Text-based QA web application is a simple template (built with HTML + JavaScript + Bootstrap 5 + Python) that allows quick set-up for presenting text-based question answering to the audiences.

Text-based QA Web App Demo

The web application handles two types of predictions, 'Examples' and 'My Input'. 'Examples' mode is used to present locally stored examples to the audiences when the prediction server/model is inaccessible or for simple showcases. 'My Input' mode requires a prediction server/model to perform real-time reasoning based on supplied context and question.

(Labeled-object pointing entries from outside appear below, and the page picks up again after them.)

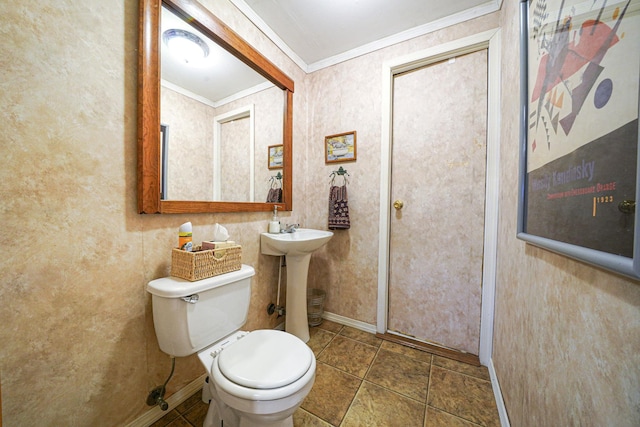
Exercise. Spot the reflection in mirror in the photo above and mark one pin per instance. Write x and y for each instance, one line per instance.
(218, 150)
(216, 157)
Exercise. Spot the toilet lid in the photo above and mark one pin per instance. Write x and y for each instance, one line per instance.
(265, 359)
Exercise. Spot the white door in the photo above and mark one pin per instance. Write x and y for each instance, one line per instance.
(438, 178)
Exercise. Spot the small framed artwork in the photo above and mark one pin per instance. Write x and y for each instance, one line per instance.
(275, 156)
(579, 139)
(340, 147)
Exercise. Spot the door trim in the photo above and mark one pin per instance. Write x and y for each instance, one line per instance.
(489, 40)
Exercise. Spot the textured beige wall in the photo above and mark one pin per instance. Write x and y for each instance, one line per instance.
(77, 341)
(77, 346)
(567, 336)
(346, 97)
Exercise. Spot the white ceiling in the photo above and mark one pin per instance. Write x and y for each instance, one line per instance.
(319, 33)
(315, 34)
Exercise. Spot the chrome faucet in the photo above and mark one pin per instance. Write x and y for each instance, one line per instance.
(290, 228)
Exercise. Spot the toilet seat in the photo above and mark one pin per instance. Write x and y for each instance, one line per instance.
(264, 365)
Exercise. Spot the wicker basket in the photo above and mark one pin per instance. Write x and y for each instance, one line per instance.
(201, 264)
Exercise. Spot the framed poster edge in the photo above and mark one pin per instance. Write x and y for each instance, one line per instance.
(628, 267)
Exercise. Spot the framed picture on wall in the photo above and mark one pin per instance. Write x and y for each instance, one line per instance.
(276, 156)
(340, 147)
(580, 72)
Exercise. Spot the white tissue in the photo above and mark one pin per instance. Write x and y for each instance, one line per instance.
(220, 234)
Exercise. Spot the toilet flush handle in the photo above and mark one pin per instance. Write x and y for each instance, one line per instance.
(191, 299)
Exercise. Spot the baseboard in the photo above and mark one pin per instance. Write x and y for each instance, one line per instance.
(155, 413)
(366, 327)
(497, 393)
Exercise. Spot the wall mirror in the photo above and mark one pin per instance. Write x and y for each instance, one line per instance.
(205, 124)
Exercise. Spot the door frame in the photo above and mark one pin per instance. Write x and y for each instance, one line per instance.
(489, 40)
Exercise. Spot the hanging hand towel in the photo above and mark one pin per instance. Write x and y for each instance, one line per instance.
(338, 208)
(274, 195)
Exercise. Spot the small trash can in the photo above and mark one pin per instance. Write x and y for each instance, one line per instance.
(315, 306)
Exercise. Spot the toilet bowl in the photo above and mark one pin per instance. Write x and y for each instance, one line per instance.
(257, 379)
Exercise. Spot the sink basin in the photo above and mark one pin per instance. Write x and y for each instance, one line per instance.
(297, 247)
(301, 242)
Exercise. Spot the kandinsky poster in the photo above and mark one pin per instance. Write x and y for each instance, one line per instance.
(583, 73)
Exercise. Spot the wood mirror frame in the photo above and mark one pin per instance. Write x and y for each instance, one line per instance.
(149, 200)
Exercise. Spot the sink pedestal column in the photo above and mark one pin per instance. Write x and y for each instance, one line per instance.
(296, 322)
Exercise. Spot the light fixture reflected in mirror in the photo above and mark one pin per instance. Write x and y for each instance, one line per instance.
(185, 46)
(217, 36)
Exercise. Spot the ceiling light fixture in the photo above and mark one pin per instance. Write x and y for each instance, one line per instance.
(185, 46)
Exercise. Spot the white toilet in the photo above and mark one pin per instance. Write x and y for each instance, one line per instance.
(256, 378)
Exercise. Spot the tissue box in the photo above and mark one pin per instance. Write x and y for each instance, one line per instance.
(218, 245)
(201, 264)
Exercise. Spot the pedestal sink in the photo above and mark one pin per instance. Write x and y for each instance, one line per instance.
(297, 247)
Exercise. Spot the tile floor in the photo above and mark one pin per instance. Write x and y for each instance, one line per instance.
(364, 381)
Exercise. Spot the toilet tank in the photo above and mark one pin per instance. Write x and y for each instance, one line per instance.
(184, 327)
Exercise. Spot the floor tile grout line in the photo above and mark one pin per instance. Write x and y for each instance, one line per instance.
(426, 403)
(463, 373)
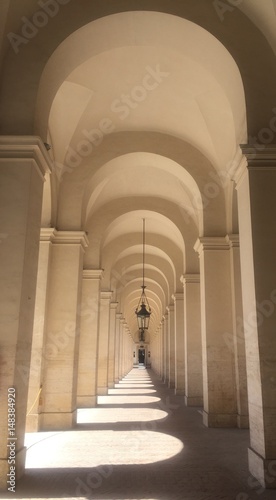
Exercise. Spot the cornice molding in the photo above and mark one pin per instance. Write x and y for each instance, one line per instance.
(260, 155)
(233, 240)
(106, 294)
(190, 278)
(92, 274)
(71, 238)
(26, 148)
(211, 243)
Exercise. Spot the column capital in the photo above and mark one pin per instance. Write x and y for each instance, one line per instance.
(260, 155)
(106, 294)
(177, 296)
(47, 233)
(211, 243)
(233, 240)
(92, 274)
(71, 238)
(253, 157)
(25, 147)
(170, 308)
(190, 278)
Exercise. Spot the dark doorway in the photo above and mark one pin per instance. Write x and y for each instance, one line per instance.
(141, 356)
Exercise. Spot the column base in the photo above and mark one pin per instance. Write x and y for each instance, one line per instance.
(102, 391)
(18, 468)
(59, 421)
(171, 385)
(179, 392)
(32, 423)
(86, 401)
(193, 401)
(243, 421)
(219, 420)
(262, 469)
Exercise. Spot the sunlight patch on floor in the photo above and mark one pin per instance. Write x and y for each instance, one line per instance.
(131, 391)
(93, 448)
(126, 400)
(112, 415)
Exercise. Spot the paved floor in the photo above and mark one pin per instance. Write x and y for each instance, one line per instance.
(140, 443)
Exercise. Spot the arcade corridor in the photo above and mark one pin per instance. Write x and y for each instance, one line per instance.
(138, 151)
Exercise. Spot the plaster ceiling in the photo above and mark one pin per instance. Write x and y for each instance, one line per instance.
(145, 112)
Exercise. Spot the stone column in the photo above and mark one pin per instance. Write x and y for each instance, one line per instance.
(193, 344)
(89, 330)
(178, 299)
(171, 336)
(23, 164)
(237, 343)
(219, 388)
(122, 322)
(163, 349)
(103, 341)
(256, 181)
(61, 349)
(37, 365)
(111, 347)
(117, 347)
(166, 347)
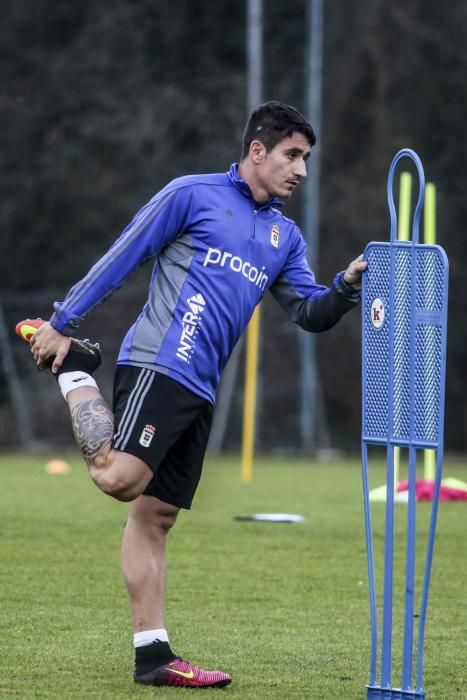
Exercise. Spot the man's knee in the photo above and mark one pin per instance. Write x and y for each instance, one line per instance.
(155, 516)
(123, 476)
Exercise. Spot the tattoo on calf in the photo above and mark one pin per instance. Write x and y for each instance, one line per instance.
(93, 426)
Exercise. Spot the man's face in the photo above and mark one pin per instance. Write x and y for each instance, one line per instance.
(280, 170)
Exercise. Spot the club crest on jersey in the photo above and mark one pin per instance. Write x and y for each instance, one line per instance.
(147, 435)
(275, 236)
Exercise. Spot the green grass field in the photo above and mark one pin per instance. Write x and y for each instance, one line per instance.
(283, 608)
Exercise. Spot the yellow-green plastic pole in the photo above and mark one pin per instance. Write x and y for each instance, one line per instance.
(403, 234)
(249, 397)
(429, 237)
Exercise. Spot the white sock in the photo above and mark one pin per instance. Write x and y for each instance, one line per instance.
(143, 639)
(73, 380)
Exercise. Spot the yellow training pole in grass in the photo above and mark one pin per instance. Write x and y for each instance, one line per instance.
(429, 237)
(249, 397)
(403, 234)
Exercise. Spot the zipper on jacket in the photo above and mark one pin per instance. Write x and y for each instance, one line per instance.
(253, 232)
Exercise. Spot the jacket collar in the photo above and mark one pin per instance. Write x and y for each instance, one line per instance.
(243, 187)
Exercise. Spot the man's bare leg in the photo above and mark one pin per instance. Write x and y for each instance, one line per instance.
(143, 559)
(116, 473)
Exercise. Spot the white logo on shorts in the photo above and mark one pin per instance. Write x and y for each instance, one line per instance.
(147, 435)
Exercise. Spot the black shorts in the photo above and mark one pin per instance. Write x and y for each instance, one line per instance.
(167, 426)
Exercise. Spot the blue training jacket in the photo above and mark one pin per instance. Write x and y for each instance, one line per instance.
(216, 252)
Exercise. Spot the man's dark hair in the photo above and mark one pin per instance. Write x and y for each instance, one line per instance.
(273, 121)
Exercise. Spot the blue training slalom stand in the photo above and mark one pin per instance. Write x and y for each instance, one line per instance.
(404, 328)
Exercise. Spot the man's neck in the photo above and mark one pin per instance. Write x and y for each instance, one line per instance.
(259, 193)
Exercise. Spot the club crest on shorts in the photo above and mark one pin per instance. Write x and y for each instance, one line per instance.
(275, 236)
(147, 435)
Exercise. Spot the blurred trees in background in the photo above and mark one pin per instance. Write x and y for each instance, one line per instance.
(103, 103)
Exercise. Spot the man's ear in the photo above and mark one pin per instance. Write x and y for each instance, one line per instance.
(257, 151)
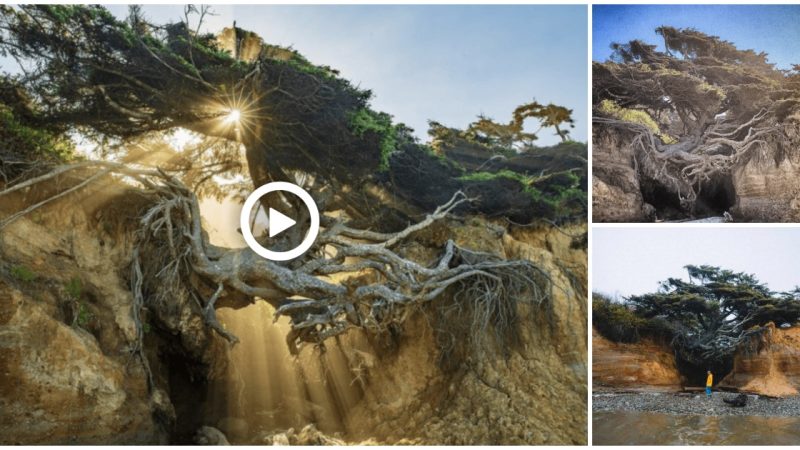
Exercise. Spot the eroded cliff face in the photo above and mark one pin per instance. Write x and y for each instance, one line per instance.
(762, 186)
(770, 365)
(68, 374)
(616, 193)
(536, 396)
(644, 365)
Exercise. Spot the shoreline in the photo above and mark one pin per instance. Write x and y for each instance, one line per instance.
(679, 403)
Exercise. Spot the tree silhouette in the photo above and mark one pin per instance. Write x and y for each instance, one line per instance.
(692, 114)
(128, 83)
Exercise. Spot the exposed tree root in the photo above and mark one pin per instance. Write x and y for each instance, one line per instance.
(173, 257)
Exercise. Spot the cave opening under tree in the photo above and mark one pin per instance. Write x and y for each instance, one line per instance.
(705, 320)
(398, 244)
(693, 128)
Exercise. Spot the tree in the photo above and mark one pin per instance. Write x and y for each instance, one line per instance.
(692, 114)
(715, 312)
(123, 82)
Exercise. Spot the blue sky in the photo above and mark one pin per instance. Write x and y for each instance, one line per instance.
(774, 29)
(447, 63)
(628, 261)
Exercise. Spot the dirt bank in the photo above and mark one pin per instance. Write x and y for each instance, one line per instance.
(645, 365)
(770, 365)
(69, 374)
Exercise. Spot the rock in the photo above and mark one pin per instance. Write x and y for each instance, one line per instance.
(774, 369)
(210, 436)
(739, 401)
(57, 386)
(234, 426)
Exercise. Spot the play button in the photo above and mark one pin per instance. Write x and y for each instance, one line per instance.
(279, 222)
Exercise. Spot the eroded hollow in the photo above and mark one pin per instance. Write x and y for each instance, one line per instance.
(666, 202)
(695, 375)
(715, 197)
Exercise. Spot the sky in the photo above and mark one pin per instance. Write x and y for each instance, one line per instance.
(631, 261)
(446, 63)
(774, 29)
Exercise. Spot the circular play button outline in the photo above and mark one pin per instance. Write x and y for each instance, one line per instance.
(244, 221)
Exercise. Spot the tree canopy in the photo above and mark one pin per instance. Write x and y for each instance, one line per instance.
(266, 113)
(86, 71)
(694, 112)
(707, 317)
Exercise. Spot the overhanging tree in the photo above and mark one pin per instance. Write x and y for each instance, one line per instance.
(715, 312)
(694, 112)
(121, 82)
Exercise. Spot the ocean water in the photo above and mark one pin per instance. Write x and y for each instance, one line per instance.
(648, 428)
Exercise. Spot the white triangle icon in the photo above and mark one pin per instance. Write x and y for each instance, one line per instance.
(278, 222)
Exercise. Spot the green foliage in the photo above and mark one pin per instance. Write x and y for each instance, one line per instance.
(34, 143)
(559, 193)
(708, 316)
(616, 321)
(366, 121)
(74, 288)
(609, 108)
(83, 315)
(23, 273)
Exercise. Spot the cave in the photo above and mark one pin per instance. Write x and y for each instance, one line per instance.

The application consists of two parts front-end and back-end. The front-end is the template itself, where the examples are stored and customised input are passed to the back-end. The back-end is the prediction server/model that performs the reasoning on the context over the given question and returns the result to the front-end web page.

Installation

The front-end of the web application is almost self-contained and ready for off-line running. All of the required files of the libraries are stored locally in minimised form. The only internet connection requirement is from Google font, but it will not affect the front-end from running.

The back-end requires Flask and nltk, where Flask is a lightweight web framework written in python and nltk is a toolkit for natural language processing tasks.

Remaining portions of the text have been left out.